Yes, of course steroids (and Plaquenil) can lower your ANA score. Steroids in particular are an anti-inflammatory - it's primary purpose, in fact. Steroidal immunosuppression is technically a side effect, albeit a beneficial one for people with an over-active immune system. The ANA, the CRP, and the ESR westergren (sed rate) are all non-specific inflammatory markers. This is why there is no such thing as a "positive for Lupus" test result. They're not Lupus tests, and there isn't one. Those markers will be elevated with many types of inflammation, including an infection. That is the reason for multiple positive ANA results, paired with other labs, being necessary to diagnose an autoimmune disease. If it's transient, it could have been anything and not chronic. As these medications do their job, your inflammation SHOULD reduce. When it does, those results will usually reflect it. Some people always score highly positive on the ANA. For them it is a much easier diagnostic road. For a very large percentage of us, that is not the case. Some are seronegative, and never show a positive result. That's less common but it does happen. The meds can certainly create that situation. Unfortunately, some numbskull Drs think that's an indication that you should be taken off of those medications. While it's important to reduce steroidal medications whenever it is possible, without causing detriment, it's equally important to monitor tests to make sure it is not causing more harm than good to do so. That's when repeat ANA, CRP, sed rate really should be done. Especially if you're experiencing an increase of symptoms.

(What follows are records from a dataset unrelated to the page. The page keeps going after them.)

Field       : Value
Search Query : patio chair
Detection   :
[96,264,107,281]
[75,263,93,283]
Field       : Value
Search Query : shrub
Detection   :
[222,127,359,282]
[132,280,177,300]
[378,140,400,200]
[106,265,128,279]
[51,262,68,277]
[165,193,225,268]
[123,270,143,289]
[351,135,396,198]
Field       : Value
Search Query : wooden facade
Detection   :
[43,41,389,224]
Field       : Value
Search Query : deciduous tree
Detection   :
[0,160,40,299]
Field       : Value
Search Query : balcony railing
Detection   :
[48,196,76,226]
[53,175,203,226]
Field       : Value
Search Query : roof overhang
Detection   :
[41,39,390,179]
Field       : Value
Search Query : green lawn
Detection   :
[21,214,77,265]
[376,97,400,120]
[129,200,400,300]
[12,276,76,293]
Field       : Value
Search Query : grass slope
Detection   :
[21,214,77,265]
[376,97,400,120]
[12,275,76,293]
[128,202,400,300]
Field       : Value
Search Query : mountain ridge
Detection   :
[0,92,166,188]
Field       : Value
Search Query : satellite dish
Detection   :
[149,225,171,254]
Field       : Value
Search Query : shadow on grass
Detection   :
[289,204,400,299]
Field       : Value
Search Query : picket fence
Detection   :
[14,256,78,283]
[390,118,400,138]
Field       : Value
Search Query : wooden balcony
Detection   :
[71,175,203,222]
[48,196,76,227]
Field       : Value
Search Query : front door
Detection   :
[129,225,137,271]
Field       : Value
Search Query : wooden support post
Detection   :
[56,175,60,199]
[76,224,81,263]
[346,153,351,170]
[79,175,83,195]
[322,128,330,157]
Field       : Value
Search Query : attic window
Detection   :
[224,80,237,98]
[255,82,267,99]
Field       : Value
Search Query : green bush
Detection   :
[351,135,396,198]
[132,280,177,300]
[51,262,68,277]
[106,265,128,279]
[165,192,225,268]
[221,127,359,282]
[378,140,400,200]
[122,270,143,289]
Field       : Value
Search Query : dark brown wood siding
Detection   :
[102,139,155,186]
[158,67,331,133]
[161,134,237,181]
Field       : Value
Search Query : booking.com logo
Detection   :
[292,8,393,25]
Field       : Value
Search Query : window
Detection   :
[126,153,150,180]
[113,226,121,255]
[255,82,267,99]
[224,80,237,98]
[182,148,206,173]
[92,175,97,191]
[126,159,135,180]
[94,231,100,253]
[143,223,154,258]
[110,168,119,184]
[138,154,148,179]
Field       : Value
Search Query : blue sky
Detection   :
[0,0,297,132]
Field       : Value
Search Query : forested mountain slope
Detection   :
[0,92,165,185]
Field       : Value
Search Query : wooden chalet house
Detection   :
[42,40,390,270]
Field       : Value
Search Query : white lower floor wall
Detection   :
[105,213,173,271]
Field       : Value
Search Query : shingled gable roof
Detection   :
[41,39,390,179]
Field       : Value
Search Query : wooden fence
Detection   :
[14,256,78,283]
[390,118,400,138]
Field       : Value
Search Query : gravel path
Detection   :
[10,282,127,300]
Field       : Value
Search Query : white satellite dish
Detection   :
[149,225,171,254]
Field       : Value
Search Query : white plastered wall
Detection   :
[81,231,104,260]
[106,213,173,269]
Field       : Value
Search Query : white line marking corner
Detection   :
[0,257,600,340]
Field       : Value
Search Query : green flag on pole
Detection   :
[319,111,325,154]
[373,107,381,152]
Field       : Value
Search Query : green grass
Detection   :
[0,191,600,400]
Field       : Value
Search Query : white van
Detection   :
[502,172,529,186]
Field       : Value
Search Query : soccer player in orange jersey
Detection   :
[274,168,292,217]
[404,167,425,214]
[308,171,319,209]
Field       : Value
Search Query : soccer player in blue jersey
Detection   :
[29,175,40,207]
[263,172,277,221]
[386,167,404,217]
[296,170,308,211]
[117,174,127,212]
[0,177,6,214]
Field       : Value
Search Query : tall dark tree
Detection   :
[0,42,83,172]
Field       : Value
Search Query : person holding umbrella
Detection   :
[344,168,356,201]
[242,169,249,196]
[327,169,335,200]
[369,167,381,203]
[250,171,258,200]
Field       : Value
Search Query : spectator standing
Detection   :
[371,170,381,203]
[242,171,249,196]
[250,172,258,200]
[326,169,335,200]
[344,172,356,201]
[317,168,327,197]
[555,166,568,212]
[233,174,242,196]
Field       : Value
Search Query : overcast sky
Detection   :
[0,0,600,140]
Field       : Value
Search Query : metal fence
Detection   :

It took two years on Plaquenil to make it happen in my case. My ANA did indeed drop though. My CRP and sed rate were almost non-existent. I hit remission. I'm not really in it right now, and I have had an increase of pain due to 2 major surgeries and a loss of household income and health insurance.. the stress was too much for me. I will still say that I'm in better shape than I was 2 yrs ago however, by far. I have no idea what my labs would tell us right now. I can't afford to find that out yet.
You shouldn't have to prove anything to a physician. If you feel that way, it's time to move on. Don't let a Dr drag you down emotionally, and don't let them hang up your valuable time and energy over this. You don't owe the Dr any of your spoons. Period. They are a paid service, and their job is to assist you. If they're not assisting you, show them the door. FYI... a rheumatologist isn't the only one qualified to dx Lupus. They want you to believe that, but it can come from someone else.
Lupus can affect ANY system in your body. It primarily resides in the integumentary system, which is skin, hair, and nails, and it is a connective tissue disease. It does not however discriminate, and it can manifest anywhere at any time. Your immune system is after all tied in to everything in your body. Otherwise it wouldn't be able to do it's job.